The CFA withdrew their application for an Interim Care Order (ICO) in respect of a toddler whose mother suffers from chronic schizophrenia. The court heard that the child’s father is unknown and that his mother cannot exercise her rights and responsibilities of guardianship due to her mental illness.  The court heard that the child was taken into care when he was one month old. The Child and Family Agency (CFA) became involved due to the mother’s ongoing mental health issues.

The child’s maternal grandmother had earlier made an application for guardianship. The barrister for the grandmother told the court that the child’s mother supported her mother’s guardianship application.  He told the court that the Children and Family Relationships Act allows for private family law solutions to be put in place so that children can be placed with a family member and that the court can make an order assigning guardianship to a nominated person to become temporary guardian of the child. The court was told that there had been relationship difficulties between the grandmother and the social work department because of the child being taken and placed in foster care. The child was in his fourth foster care placement.

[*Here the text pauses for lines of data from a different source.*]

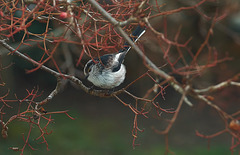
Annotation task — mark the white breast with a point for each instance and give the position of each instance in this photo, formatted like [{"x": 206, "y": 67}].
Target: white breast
[{"x": 108, "y": 79}]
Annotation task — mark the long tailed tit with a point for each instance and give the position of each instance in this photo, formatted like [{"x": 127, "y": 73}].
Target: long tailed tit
[{"x": 108, "y": 71}]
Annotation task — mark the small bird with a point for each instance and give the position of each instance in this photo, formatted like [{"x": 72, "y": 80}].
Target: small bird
[{"x": 109, "y": 72}]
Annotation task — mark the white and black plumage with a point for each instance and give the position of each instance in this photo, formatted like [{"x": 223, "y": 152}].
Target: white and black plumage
[{"x": 109, "y": 72}]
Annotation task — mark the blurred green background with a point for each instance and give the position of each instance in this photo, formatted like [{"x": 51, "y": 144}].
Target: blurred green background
[{"x": 104, "y": 125}]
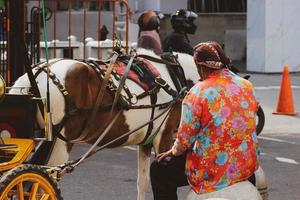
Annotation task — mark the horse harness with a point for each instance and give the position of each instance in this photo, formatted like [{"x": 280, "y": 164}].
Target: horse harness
[{"x": 123, "y": 102}]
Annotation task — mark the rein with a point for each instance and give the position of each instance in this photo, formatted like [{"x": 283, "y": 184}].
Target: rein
[{"x": 157, "y": 60}]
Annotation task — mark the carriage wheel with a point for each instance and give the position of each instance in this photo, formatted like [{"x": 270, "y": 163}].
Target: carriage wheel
[{"x": 28, "y": 182}]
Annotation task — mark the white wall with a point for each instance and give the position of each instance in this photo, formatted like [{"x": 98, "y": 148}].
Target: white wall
[{"x": 273, "y": 33}]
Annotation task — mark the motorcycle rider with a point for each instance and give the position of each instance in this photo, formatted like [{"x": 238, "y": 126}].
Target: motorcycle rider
[
  {"x": 183, "y": 23},
  {"x": 148, "y": 37}
]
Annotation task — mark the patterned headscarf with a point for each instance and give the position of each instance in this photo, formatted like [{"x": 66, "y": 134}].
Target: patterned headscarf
[{"x": 210, "y": 54}]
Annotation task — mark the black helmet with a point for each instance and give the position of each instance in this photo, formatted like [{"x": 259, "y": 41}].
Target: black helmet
[
  {"x": 148, "y": 21},
  {"x": 183, "y": 20}
]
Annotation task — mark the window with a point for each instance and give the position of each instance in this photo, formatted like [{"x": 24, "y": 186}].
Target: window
[{"x": 216, "y": 6}]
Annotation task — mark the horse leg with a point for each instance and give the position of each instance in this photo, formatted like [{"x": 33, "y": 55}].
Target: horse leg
[
  {"x": 143, "y": 179},
  {"x": 60, "y": 153}
]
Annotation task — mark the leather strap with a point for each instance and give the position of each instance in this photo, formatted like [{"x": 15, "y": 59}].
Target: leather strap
[
  {"x": 122, "y": 82},
  {"x": 157, "y": 60}
]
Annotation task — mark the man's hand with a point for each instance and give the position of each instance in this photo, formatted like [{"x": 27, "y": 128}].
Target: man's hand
[{"x": 162, "y": 156}]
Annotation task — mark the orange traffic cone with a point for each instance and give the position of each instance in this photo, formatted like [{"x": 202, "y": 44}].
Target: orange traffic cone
[{"x": 285, "y": 105}]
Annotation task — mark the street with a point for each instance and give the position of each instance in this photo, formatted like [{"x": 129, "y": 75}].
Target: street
[{"x": 111, "y": 174}]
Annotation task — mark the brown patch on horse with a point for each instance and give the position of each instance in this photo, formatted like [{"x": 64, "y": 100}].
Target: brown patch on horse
[
  {"x": 83, "y": 86},
  {"x": 170, "y": 129}
]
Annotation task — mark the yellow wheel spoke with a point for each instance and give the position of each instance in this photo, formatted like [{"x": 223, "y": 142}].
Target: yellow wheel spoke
[
  {"x": 34, "y": 191},
  {"x": 45, "y": 197},
  {"x": 20, "y": 191}
]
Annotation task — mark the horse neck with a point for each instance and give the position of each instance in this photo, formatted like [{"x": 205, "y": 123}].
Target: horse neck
[{"x": 189, "y": 67}]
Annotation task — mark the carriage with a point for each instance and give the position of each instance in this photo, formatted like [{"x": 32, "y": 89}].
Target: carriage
[{"x": 25, "y": 153}]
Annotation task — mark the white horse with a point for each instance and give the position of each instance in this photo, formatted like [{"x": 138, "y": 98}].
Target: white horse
[
  {"x": 82, "y": 83},
  {"x": 129, "y": 119}
]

The child’s mother nominated her mother and a second family member to be guardians. The second nominated guardian told the court that his family is willing to care for the child only if the grandmother is unable to do so. It was proposed to the court that a relationship between the child and the second nominee be built up over time by incorporating the child into the second nominee’s family as deeply as possible so that if any issues were to arise with the grandmother the child would have minimal disruption.

The mental health expert gave evidence that she was in favour of the proposed plan, however due to the grandmothers’ age she told the court that she would have preferred if the child transitioned to the second nominated person directly, however she acknowledged that was not what the families wanted. The transition plan was outlined to the court providing for a six-month transition period ensuring that the child’s attachment to his current carers is not damaged.

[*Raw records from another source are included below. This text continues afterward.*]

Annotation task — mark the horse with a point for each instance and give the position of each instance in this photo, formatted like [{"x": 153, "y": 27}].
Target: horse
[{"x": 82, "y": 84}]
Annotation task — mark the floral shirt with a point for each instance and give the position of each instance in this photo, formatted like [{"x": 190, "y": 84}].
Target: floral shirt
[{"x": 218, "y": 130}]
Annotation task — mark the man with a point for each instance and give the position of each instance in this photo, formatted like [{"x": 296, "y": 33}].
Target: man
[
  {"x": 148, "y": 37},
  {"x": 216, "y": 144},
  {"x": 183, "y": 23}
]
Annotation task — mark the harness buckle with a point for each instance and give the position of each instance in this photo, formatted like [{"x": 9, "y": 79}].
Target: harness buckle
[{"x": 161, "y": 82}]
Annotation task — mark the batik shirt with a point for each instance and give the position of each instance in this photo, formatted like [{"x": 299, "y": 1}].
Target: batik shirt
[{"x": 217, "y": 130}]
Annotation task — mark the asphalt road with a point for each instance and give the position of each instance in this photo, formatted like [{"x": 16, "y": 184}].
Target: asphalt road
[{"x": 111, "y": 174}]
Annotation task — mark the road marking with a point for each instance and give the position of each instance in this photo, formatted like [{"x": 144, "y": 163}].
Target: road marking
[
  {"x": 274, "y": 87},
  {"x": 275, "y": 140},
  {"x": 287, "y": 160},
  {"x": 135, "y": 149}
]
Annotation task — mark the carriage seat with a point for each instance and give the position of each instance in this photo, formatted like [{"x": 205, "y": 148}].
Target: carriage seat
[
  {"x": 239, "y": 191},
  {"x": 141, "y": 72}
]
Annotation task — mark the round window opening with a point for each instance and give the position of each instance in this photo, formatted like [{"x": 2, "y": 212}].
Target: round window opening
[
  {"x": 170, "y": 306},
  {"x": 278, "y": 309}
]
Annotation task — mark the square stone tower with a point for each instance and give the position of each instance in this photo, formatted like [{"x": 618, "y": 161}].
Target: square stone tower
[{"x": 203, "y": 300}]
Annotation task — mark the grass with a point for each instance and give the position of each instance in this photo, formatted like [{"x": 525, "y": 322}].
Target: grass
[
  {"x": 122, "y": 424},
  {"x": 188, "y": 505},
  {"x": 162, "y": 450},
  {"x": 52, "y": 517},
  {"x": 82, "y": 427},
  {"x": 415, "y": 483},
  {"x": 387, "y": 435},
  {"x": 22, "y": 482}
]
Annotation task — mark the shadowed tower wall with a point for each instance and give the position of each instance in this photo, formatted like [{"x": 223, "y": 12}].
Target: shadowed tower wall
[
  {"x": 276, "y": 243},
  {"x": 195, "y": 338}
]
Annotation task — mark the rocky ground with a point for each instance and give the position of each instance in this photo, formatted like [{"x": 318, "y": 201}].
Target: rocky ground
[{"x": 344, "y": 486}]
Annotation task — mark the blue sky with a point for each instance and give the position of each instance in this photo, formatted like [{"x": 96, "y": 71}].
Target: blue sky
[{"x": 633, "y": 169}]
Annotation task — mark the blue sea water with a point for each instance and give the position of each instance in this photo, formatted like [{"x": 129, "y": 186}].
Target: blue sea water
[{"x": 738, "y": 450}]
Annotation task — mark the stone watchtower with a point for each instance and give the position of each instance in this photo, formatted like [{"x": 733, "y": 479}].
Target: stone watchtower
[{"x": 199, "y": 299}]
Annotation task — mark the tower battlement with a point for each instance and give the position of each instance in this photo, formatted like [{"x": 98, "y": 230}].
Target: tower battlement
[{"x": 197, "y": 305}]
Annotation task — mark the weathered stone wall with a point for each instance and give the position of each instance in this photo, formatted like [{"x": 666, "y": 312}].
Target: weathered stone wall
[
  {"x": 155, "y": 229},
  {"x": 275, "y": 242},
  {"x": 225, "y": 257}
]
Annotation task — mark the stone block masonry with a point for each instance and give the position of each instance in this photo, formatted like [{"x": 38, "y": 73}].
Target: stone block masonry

Judge said: “It is very clear who the mother wants to be the guardian of her child. She may lack capacity to make certain decisions, but she has capacity to make decisions on matters close to her heart.”

The guardian ad litem (GAL) told the court that the child was doing well in his foster placement and has a good relationship with his extended family. The GAL was supportive of the proposed transition plan to move the child to the grandmother’s care.

The court granted temporary guardianship to the grandmother, made an order to increase contact with her, and gave a three-month time frame to move the child from foster care to his grandmother’s care. The court heard the child was now in his grandmothers’ care and the court heard the family are very happy that the child can grow up within the family unit. The court ordered a review at twelve months.